Koransindo.com – Sikap Komisi Pemberantasan Korupsi (KPK) yang menolak draf revisi Undang-Undang (UU) Nomor 30/2002 tentang KPK mendapat dukungan luas.
Dukungan ini disampaikan antara lain oleh aktivis antikorupsi, warga masyarakat, dan ahli hukum secara terpisah kemarin. Koalisi Masyarakat Sipil Antikorupsi mendatangi Badan Legislasi (Baleg) DPR untuk menyuarakan penolakannya. Koalisi ini melakukan pertemuan dengan Ketua Baleg Supratman Andi Agtas sambil menyertakan petisi online bertajuk ”Jangan Bunuh KPK” yang ditandatangani 56.000 orang.
Di hari yang sama, sejumlah ahli hukum dan pegiat antikorupsi mendatangi Gedung KPK untuk menyampaikan dukungannya ke lembaga tersebut. Mereka antara lain Todung Mulya Lubis dan guru besar hukum tata negara Universitas Andalas Saldi Isra. Menurut Todung, KPK merupakan anak kandung reformasi yang menjadi tumpuan sehingga tidak boleh sedikit pun melemah.
Di sisi lain, indeks persepsi korupsi Indonesia masih rendah sehingga revisi UU KPK tidak seharusnya dibicarakan sekarang. Menurut Todung, Presiden Joko Widodo dapat menyatakan ketidaksetujuannya pada revisi UU KPK ini dengan tidak ikut berpartisipasi dalam pembahasan revisi tersebut.
”Saya sih tidak mengatakan bahwa perlu ada revisi UU KPK dalam konteks korupsi masih sistemik, endemik, dan merajalela. (KPK) ini kan komitmen reformasi juga komitmen kita sebagai bangsa. Tidak boleh DPR menggunakan haknya untuk melemahkan KPK,” tegas Todung.
Sementara itu, saat dimintai pendapatnya oleh anggota Baleg DPR, guru besar ilmu hukum pidana Universitas Trisakti Andi Hamzah mengungkapkan, revisi UU KPK sebaiknya tidak dilakukan sekarang dan harus menunggu selesainya revisi Kitab Undang- Undang Hukum Pidana (KUHP). Apalagi masalah pengaturan penyadapan seperti yang akan diatur di UU KPK juga ada di dalam RUU KUHP.

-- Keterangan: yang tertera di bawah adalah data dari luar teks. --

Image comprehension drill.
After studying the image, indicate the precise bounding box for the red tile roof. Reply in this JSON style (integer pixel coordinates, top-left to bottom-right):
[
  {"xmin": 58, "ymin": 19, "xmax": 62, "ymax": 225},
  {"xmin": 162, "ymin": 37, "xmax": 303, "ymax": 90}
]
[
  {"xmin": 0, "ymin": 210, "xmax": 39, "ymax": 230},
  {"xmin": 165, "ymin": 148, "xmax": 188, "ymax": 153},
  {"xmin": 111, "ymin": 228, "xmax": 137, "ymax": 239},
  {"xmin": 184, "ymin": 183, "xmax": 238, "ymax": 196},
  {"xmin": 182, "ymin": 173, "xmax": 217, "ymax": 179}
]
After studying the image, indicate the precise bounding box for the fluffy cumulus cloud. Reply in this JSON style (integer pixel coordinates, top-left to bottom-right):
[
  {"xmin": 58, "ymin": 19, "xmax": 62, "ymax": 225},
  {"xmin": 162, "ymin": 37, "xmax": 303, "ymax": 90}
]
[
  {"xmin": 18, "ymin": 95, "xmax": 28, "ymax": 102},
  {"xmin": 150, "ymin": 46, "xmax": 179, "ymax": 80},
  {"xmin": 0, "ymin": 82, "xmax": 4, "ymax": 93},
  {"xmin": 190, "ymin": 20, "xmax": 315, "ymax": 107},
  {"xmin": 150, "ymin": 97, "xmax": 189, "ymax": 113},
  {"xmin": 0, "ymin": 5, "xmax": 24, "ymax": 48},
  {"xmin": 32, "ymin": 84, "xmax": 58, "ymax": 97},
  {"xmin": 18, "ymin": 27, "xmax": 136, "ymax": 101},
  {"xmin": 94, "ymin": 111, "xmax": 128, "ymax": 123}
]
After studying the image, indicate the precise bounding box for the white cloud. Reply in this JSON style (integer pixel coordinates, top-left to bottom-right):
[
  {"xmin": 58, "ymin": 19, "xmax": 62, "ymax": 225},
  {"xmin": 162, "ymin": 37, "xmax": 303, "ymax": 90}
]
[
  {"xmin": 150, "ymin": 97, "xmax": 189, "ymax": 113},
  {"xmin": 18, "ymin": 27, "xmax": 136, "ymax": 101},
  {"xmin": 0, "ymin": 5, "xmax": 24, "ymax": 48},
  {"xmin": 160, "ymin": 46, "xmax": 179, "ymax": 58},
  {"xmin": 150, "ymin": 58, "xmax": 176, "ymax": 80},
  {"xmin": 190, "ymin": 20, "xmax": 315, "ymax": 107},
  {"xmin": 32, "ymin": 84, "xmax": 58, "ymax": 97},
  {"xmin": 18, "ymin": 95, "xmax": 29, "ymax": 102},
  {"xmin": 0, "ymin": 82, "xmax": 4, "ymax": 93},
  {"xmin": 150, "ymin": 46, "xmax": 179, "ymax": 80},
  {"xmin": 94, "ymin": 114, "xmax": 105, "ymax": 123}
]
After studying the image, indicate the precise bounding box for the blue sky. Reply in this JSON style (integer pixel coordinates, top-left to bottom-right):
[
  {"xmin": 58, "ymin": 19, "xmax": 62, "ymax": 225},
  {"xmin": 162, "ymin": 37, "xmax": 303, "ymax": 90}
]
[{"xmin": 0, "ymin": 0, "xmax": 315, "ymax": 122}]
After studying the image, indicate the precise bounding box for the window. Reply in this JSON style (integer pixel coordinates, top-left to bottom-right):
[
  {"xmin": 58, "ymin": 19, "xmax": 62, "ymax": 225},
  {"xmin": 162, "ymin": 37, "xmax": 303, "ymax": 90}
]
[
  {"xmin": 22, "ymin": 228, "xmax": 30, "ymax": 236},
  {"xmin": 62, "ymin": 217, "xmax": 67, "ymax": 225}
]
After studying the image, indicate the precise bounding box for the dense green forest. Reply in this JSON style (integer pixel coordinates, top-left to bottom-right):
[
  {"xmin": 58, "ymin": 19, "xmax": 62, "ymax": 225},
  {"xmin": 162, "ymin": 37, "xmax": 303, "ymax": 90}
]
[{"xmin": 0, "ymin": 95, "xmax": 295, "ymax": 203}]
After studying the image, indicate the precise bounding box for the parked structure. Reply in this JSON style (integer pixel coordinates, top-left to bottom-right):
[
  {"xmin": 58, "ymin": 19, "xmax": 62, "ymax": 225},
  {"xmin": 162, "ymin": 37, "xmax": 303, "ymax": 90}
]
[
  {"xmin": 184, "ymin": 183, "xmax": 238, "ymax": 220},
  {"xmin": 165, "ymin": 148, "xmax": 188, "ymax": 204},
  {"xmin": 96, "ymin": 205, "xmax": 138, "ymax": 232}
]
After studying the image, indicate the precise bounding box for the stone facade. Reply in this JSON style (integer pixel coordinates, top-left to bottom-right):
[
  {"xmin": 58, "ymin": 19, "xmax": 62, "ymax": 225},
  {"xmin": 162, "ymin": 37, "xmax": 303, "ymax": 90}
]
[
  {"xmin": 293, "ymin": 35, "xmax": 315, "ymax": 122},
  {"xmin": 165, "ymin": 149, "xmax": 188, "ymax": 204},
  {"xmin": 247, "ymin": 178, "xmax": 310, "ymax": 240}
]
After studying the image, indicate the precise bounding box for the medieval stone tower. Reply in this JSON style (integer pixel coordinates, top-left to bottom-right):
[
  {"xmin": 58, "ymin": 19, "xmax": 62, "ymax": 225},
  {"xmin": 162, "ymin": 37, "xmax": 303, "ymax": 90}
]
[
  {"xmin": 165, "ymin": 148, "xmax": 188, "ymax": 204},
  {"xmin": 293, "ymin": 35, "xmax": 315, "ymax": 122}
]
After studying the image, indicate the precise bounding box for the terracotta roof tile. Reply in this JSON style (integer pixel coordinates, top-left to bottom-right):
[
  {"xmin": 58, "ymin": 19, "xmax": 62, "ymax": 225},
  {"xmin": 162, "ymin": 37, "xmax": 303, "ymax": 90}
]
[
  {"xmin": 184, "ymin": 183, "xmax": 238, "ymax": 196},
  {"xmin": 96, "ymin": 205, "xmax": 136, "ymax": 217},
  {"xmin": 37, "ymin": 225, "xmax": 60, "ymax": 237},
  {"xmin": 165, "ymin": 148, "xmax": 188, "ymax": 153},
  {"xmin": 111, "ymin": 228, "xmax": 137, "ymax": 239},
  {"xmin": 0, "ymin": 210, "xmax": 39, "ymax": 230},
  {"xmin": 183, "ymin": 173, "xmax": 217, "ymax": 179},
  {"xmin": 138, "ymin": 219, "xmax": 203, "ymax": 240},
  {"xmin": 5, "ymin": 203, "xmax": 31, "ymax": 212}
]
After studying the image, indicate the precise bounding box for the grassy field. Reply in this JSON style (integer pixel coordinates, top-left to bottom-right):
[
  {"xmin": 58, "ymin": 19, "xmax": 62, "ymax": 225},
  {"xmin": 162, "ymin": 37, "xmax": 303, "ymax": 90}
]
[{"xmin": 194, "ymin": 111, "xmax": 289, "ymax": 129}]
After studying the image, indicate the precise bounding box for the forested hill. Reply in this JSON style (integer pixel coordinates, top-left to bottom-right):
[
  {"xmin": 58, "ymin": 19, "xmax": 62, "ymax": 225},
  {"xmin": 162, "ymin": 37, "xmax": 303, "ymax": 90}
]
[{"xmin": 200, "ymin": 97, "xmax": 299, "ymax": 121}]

Andi Hamzah juga menegaskan bahwa pembentukan Badan Pengawas KPK sebagaimana diatur di RUU KPK tidak diperlukan karena hanya akan membuat birokrasi baru dengan konsekuensi anggaran baru di lembaga tersebut. ”Yang mengawasi KPK cukup presiden dan DPR dan tiap tahun ada laporan pertanggungjawaban ke DPR,” ujarnya.
Mengenai penyadapan, jika dilakukan oleh Badan Pengawas, Andi Hamzah mengatakan itu melanggar UU. Menurutnya, yang berwenang memberikan izin atas upaya paksa seperti penahanan, penggeledahan, penyitaan, dan penyadapan adalah hakim. ”Tapi KPK tidak usah merisaukan ini karena pada ayat 2 dinyatakan dalam hal mendesak tidak perlu ada izin (Dewan Pengawas),” ujarnya.
Selain Andi Hamzah, Baleg juga meminta pandangan dari guru besar hukum pidana Universitas Padjadjaran Romli Atmasasmita. Namun Romli berpandangan, revisi UU KPK perlu dilakukan karena belum pernah ada perubahan UU sejak 12 tahun lembaga tersebut didirikan. Romli juga setuju dilakukan pengaturan penyadapan dan cenderung mendukung jika itu dilakukan Dewan Pengawas. ”Saya setuju untuk diubah, bahkan lebih dari empat poin (revisi UU KPK) juga setuju,” ujarnya.
Perwakilan dari Koalisi Masyarakat Sipil Antikorupsi Donal Fariz mengapresiasi komisioner KPK yang tidak memenuhi undangan Baleg pekan lalu sebagai sikap penolakan terhadap revisi. Dia juga menyimpulkan bahwa empat poin revisi UU KPK semua bertujuan melemahkan sehingga harus ditolak.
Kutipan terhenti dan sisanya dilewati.